Bianca sentiu um nó na garganta. A sedução da vingança que Lorenzo lhe oferecia era poderosa. Ele a fazia sentir como se estivesse lutando pelo lado certo, contra a corrupção. Mas Rafael, com sua sinceridade aparente, estava tentando jogá-la contra Lorenzo, acusando-o de manipulação. Quem falava a verdade?
"E você? Você está me dizendo que tudo isso é mentira? Que Davi não foi morto por causa disso? Que os Ferraz são todos anjos?" A ironia em sua voz era palpável.
Rafael suspirou, olhando para o chão. "Não estamos todos limpos, Bianca. Ninguém nesse mundo está. Mas lutamos por algo maior. Lutamos para manter o equilíbrio. Para que pessoas como o Lorenzo não dominem tudo." Ele levantou o olhar, e a intensidade era quase insuportável. "Você é uma mulher forte, Bianca. Não deixe que eles te usem. Não deixe que a vingança te consuma."
"E se a vingança for a única coisa que me resta, Rafael?", ela sussurrou, sentindo a fraqueza retornar.
Ele deu um passo à frente, e desta vez, sua mão pousou em seu rosto, um toque quente e reconfortante.
"Não. O amor ainda existe, Bianca. A lealdade. A justiça. A vingança cega. A vingança te destrói por dentro. Ela te transforma em algo que você não é." Os olhos dele fixaram-se nos dela, buscando uma conexão, uma compreensão. "Lorenzo te oferece o poder da vingança. Ele te seduz com a ideia de justiça rápida. Mas eu te ofereço a verdade. A verdade dolorosa, talvez, mas a verdade. E a esperança de que podemos construir algo melhor, mesmo nesse mundo sombrio."
A tentação de acreditar em Rafael era grande. Ele representava a estabilidade, a família que a acolhera. Mas o toque de Lorenzo em seus lábios, a lembrança de seus olhos escuros e sedutores, a promessa de desmascarar os hipócritas… era um veneno que a atraía.
"Eu não sei em quem acreditar, Rafael. Lorenzo me mostrou coisas. Falou coisas que… que me fizeram duvidar de tudo." A voz dela estava embargada.
Rafael a abraçou, um abraço forte e protetor, que a fez sentir um misto de segurança e confusão.
"Confie em mim, Bianca. Confie em nós. Vamos desvendar essa verdade juntos. Mas sem a cegueira da vingança. Vamos fazer justiça, mas com a cabeça no lugar." Ele a afastou suavemente, seus olhos ainda fixos nos dela. "Lorenzo quer que você odeie. Eu quero que você pense. Que você veja além do que ele quer que você veja."

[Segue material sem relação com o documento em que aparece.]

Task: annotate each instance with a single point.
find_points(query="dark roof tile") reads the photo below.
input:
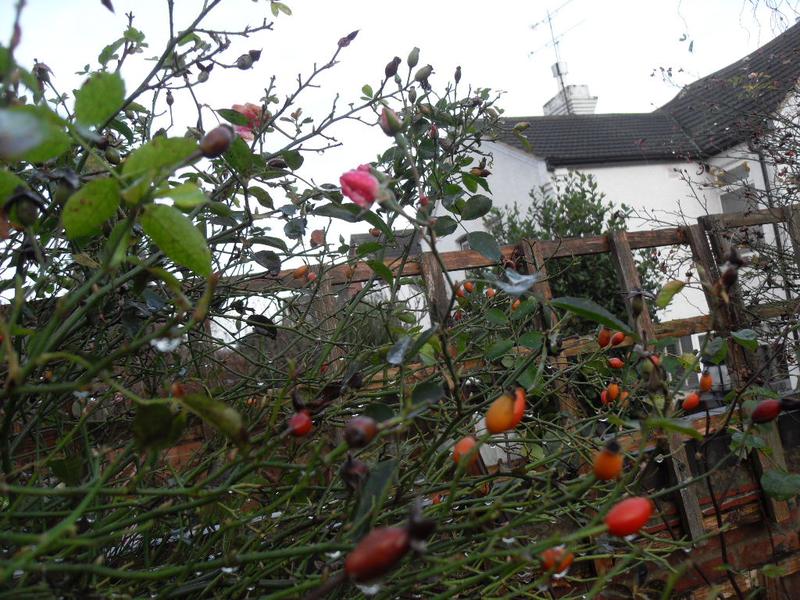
(705, 118)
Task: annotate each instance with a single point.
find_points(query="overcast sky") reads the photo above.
(614, 47)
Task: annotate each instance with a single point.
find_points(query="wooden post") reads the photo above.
(689, 504)
(628, 274)
(744, 365)
(533, 262)
(436, 292)
(791, 214)
(687, 500)
(327, 313)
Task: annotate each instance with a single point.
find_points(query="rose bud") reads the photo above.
(423, 73)
(217, 141)
(360, 431)
(345, 41)
(390, 123)
(244, 62)
(354, 473)
(391, 67)
(360, 185)
(413, 58)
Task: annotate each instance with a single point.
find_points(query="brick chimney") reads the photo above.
(570, 99)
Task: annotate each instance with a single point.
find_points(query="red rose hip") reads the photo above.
(766, 411)
(629, 516)
(377, 553)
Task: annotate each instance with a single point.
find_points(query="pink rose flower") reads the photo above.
(251, 112)
(360, 185)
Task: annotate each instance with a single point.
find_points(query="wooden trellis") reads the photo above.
(708, 243)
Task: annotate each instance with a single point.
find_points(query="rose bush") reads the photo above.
(204, 395)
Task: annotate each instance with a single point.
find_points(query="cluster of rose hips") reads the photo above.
(464, 290)
(625, 518)
(608, 339)
(304, 272)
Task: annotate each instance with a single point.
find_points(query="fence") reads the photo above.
(750, 529)
(754, 529)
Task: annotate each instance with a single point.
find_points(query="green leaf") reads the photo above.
(31, 133)
(8, 184)
(375, 490)
(232, 116)
(780, 485)
(185, 196)
(91, 206)
(498, 349)
(397, 353)
(524, 309)
(262, 197)
(70, 469)
(740, 439)
(444, 226)
(293, 159)
(717, 350)
(339, 211)
(747, 338)
(160, 153)
(532, 340)
(773, 571)
(381, 270)
(177, 237)
(379, 411)
(674, 426)
(470, 182)
(427, 392)
(484, 243)
(590, 310)
(242, 159)
(219, 415)
(268, 240)
(368, 248)
(667, 292)
(157, 425)
(109, 52)
(477, 206)
(279, 7)
(376, 221)
(99, 98)
(496, 316)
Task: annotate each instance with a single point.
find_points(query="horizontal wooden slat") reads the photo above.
(751, 217)
(462, 260)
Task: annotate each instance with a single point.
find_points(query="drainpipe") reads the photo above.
(778, 240)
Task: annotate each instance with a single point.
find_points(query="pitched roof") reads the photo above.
(705, 118)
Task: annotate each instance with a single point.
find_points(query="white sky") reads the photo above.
(611, 46)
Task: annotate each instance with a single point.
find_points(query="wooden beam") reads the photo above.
(436, 292)
(534, 262)
(628, 275)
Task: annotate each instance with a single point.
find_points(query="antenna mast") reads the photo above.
(558, 68)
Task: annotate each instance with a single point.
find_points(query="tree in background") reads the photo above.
(574, 207)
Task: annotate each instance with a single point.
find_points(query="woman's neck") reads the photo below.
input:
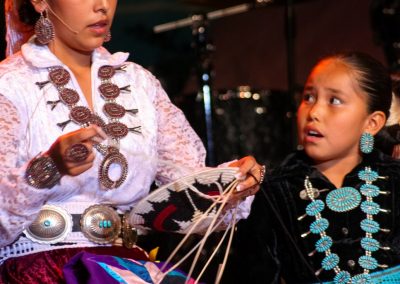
(336, 170)
(74, 59)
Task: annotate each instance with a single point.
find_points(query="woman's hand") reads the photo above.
(73, 152)
(251, 175)
(396, 151)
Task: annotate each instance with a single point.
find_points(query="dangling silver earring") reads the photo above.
(44, 29)
(107, 38)
(366, 143)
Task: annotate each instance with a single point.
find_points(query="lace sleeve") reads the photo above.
(19, 202)
(180, 150)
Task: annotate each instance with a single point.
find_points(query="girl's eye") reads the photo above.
(307, 97)
(335, 101)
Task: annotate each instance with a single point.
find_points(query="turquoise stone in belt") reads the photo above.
(343, 199)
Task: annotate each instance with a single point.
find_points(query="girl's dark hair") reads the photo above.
(27, 13)
(373, 78)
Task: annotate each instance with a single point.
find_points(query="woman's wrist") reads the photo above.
(42, 172)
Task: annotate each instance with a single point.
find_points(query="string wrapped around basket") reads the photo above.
(191, 205)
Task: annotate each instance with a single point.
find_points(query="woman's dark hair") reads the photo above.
(373, 78)
(27, 13)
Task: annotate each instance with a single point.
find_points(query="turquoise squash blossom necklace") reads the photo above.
(343, 200)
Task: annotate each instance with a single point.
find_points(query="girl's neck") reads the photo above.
(336, 170)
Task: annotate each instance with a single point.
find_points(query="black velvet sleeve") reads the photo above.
(254, 252)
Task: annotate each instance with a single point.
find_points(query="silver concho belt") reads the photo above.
(100, 224)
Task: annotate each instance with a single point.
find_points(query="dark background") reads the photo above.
(269, 50)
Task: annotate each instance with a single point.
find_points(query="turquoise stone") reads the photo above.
(315, 207)
(370, 226)
(330, 261)
(370, 244)
(319, 226)
(361, 279)
(368, 262)
(343, 277)
(370, 207)
(368, 175)
(323, 244)
(369, 190)
(343, 199)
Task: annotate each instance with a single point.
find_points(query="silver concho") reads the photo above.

Enquanto Rafael se afastava, deixando-a sozinha em meio às suas dúvidas, Bianca sentiu a força do poder e da vingança puxando-a para caminhos opostos. O abraço gelado do poder de Lorenzo, a sedução da vingança que ele prometia, contrastavam com a sinceridade torturada de Rafael e a promessa de uma verdade mais complexa. Ela estava sendo puxada em direções opostas, cada uma delas representando um abismo diferente. O jogo estava se tornando cada vez mais perigoso, e ela, a peça central, lutava para não ser esmagada.